The Bring Jobs Home Act grants business taxpayers a tax credit for up to 20 percent of insourcing expenses when relocating offshore jobs to the United States and eliminates a tax deduction for expenses incurred in relocating a US business unit offshore.

“We must not reward companies for moving jobs out of the United States in the name of improving their bottom line,” the senator said in a release. “On the contrary, we must do everything possible to encourage businesses to create jobs in the United States and provide a business friendly environment for foreign companies to invest in the American workforce.”

In other job creation news, on July 10, members of Connecticut’s Congressional delegation announced $1,027,489 for Rocky Hill’s CONNSTEP, Inc — an organization that provides technical expertise and assistance to help small and mid-sized Connecticut manufacturers grow their businesses and hire workers.

“Manufacturing has long been part of our DNA in Connecticut. With key federal support, programs like CONNSTEP are working to help small manufacturers compete and succeed,” the members said in a joint statement. “At this critical moment in our economic recovery, programs like this serve as a model for the creative and effective solutions required to put Americans back to work.”

The funds, which will be allocated over the next year, were awarded to CONNSTEP by the National Institute of Standards and Technology (NIST), an agency within the US Department of Commerce.

NIST awarded the funds through its Hollings Manufacturing Extension Partnership (MEP) — a nationwide network providing a variety of services, such as process improvements and innovation strategies, to small and medium-sized manufacturers throughout the country.
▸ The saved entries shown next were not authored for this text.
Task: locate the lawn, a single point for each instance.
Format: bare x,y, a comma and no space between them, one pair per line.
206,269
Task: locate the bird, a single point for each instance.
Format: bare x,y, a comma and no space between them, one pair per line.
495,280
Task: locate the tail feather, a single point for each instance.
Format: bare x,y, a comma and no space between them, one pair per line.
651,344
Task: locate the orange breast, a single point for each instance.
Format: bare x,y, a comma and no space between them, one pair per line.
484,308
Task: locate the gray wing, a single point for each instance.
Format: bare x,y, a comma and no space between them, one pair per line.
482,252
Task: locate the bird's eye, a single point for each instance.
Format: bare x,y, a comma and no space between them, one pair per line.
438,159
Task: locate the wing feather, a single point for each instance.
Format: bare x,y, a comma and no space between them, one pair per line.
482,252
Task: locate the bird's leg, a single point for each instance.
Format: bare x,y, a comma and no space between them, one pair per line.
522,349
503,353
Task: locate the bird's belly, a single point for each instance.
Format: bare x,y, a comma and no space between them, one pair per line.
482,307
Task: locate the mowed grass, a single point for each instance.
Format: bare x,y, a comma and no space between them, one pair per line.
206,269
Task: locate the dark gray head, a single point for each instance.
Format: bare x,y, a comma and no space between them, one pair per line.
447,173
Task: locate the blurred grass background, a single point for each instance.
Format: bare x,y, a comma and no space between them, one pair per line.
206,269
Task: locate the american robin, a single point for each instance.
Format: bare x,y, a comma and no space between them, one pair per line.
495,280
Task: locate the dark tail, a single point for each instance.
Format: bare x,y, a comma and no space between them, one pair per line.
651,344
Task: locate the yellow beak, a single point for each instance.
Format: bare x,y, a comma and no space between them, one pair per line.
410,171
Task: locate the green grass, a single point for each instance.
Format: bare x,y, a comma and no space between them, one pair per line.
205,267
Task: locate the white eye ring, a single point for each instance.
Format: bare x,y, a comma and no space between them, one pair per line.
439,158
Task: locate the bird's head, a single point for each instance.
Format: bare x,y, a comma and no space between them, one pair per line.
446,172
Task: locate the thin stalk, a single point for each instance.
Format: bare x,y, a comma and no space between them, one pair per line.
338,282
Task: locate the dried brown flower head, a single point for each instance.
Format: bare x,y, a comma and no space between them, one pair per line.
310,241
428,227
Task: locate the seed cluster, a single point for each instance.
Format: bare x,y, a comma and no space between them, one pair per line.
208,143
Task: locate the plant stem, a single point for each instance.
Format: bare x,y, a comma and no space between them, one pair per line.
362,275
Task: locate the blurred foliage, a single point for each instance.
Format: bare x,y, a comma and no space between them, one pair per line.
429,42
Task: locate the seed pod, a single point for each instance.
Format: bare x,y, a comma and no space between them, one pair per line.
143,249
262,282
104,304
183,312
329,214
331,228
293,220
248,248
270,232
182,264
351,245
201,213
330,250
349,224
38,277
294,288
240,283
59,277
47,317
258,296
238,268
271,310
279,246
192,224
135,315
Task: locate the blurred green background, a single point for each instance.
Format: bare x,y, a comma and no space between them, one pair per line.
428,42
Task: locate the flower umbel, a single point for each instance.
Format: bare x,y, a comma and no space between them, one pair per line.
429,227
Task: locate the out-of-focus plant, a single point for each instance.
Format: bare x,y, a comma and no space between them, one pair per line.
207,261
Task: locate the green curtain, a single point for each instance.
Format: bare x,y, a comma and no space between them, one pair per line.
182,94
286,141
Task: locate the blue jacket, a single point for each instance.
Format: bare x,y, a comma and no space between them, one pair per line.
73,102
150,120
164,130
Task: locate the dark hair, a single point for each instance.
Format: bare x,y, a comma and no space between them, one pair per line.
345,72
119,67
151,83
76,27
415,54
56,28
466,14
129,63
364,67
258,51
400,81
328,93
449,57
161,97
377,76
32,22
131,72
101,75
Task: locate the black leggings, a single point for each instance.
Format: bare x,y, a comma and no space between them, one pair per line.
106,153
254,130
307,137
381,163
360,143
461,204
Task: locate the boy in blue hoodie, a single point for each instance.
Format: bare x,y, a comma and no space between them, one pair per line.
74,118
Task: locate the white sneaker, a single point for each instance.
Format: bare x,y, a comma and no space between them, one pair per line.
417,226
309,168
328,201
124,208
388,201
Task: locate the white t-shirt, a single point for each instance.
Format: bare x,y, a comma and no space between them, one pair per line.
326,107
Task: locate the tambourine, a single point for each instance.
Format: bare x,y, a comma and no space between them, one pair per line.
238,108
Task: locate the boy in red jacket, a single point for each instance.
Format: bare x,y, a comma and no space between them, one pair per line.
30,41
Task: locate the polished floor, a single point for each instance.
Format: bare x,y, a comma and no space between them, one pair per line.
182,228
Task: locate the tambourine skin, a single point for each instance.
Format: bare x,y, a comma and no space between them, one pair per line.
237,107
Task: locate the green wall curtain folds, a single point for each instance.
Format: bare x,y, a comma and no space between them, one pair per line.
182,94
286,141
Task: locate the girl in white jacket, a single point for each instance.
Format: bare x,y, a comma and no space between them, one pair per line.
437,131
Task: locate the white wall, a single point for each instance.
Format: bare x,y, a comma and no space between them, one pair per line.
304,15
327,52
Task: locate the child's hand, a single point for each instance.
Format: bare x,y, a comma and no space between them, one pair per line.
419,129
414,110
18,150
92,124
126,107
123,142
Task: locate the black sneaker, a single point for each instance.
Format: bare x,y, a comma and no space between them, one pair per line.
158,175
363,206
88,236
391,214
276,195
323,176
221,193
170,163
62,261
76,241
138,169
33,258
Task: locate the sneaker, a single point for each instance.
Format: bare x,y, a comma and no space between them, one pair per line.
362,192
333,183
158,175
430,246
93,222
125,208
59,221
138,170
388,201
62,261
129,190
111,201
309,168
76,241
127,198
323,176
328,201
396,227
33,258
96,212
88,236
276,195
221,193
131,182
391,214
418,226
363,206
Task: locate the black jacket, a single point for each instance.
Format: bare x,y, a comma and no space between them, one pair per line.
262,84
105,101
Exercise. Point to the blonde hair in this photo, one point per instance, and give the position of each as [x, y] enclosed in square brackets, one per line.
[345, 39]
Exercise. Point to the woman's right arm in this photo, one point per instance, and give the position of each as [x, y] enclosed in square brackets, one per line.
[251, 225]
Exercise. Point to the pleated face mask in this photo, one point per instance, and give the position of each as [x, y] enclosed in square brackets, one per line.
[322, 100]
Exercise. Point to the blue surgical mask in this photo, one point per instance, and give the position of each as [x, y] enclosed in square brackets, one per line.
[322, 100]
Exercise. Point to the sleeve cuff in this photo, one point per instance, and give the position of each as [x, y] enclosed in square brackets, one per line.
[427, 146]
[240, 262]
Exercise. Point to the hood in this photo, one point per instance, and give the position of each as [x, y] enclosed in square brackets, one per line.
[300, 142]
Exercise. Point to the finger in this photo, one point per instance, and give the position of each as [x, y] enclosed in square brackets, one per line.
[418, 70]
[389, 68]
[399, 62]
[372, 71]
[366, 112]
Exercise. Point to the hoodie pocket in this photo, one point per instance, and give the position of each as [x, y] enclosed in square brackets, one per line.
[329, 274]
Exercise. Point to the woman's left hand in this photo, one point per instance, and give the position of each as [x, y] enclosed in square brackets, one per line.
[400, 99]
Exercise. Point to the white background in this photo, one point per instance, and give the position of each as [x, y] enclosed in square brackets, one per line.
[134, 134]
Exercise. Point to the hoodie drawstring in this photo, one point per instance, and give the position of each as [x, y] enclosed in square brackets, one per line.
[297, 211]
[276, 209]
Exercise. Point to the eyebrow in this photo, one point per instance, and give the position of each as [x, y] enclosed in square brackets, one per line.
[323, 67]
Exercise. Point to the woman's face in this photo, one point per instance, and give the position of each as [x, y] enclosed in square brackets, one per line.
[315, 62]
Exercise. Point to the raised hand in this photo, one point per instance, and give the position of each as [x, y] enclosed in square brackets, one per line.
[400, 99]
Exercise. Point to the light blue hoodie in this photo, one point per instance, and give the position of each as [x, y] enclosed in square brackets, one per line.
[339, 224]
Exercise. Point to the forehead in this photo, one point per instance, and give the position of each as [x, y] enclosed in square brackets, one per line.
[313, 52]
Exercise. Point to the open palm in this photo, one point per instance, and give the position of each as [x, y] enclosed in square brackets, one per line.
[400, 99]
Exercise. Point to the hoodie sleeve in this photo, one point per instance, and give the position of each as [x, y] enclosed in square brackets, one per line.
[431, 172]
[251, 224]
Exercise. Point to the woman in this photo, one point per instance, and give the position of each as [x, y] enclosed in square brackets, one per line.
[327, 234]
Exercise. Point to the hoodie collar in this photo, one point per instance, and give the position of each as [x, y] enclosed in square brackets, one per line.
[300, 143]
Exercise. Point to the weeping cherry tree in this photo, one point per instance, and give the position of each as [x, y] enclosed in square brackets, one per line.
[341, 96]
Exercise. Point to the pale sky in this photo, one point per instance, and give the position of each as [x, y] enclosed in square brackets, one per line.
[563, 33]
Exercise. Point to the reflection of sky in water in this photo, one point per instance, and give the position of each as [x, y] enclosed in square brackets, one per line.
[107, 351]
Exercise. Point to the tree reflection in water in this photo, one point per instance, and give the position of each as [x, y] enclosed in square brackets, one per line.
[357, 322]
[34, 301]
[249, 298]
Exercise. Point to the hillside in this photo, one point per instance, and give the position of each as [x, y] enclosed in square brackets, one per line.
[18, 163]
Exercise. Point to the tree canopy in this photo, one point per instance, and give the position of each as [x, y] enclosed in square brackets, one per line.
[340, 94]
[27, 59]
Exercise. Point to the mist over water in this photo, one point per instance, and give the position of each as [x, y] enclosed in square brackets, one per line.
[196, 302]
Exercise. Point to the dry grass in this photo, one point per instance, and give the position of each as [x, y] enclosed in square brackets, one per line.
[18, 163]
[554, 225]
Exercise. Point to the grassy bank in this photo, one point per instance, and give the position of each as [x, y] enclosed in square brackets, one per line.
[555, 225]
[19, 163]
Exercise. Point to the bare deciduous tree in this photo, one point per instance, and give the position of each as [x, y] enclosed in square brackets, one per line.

MEP, with a field staff of technical experts in each state, helps manufacturers solve manufacturing challenges, identify new opportunities for growth, create new products, and reach new customers.

The Small Business Jobs and Tax Relief Act would provide a ten percent income tax credit on new payroll — through either hiring or increased wages — added in 2012. With a maximum increase in eligible wages of $5 million per employer and the amount of the credit capped at $500,000, the benefits of this tax credit will be targeted on America’s small businesses. This bill would create up to 13,000 jobs for Connecticut and nearly one million jobs for the nation as a whole.

“If you are an executive at a manufacturing company in Connecticut, take a few minutes to participate in a manufacturing survey put together jointly by Congressman Chris Murphy and myself,” Sen Blumenthal said. “This survey will help promote pro-manufacturing policy so critical to job creation in Connecticut. Last year’s survey showed the critical need for skills training to match people with job openings that exist right now or will be created, and it helped to shape my policy stances on economic growth and job creation.”